Image Source: Neugebauer et al., 2022
It has long been assumed that replacing internal combustion engine (ICE) vehicles with electric vehicles (EV) will lead to dramatically lower CO2 emissions.
But after analyzing the CO2 emissions associated with producing an EV, the EV battery manufacture and replacement every ~5 years, the power supply of the charging stations (whether coal, gas, or wind/solar), scientists (Neugebauer et al., 2022) have determined that an EV emits only 8% less CO2 over its lifetime than an ICE vehicle does in a country with an electrical grid energy mix like Poland has.
But even an 8 percent CO2 emissions “savings” by switching to driving an EV may be an overly optimistic scenario. With the average annual driving distance in Europe about 7500 km/year per vehicle, it would take 12 years of driving the same EV to realize a net CO2 emissions reduction relative to just continuing to drive an ICE vehicle. (Nearly all EV owners purchase replacements well before 12 years have elapsed.)

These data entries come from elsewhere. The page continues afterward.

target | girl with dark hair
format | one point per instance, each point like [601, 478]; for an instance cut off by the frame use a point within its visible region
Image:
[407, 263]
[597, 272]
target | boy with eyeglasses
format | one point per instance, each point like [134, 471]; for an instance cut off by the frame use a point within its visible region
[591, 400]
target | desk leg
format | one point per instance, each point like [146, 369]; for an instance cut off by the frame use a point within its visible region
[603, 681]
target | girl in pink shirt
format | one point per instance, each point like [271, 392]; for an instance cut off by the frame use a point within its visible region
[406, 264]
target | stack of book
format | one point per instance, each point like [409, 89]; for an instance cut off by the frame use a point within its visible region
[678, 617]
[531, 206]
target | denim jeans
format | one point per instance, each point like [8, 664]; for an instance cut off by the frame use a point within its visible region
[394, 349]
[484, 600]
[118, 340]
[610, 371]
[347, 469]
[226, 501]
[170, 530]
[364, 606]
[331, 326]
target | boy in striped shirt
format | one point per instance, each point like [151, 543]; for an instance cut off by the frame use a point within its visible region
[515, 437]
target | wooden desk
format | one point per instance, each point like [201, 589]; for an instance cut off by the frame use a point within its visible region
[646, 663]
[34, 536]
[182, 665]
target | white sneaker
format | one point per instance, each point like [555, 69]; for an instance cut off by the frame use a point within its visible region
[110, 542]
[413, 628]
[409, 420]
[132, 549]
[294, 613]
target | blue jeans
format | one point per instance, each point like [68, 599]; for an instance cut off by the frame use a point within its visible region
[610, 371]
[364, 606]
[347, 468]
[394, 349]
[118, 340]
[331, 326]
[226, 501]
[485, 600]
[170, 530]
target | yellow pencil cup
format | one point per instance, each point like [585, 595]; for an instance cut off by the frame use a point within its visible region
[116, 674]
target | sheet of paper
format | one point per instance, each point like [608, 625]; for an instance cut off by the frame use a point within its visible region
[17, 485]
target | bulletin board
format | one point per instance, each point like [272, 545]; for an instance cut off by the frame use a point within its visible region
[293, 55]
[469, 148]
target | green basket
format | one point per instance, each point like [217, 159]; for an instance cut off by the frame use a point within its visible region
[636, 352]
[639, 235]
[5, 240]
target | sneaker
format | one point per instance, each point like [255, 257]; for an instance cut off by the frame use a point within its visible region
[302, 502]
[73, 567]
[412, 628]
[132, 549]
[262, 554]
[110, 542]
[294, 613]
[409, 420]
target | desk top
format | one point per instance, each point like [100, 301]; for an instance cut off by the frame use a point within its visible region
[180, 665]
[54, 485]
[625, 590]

Worse, if an ICE vehicle is driven only 4000 km/year there is no scenario – no matter how many years an EV owner drives her car – when replacing an ICE vehicle with an EV will ever realize a CO2 emissions “savings” relative to continuing to drive the ICE vehicle.
And in the case of EVs powered by electricity derived from coal combustion (which is the primary electrical power source in countries like China), the CO2 emissions are “more than 10% higher for the electric car” compared to an ICE vehicle. (In China, over 13% of vehicles are electric.)
In sum, the old, reliable internal combustion engine may actually be better for CO2 emission reduction scenarios than the “green” vehicles favored by climate change activists and governments.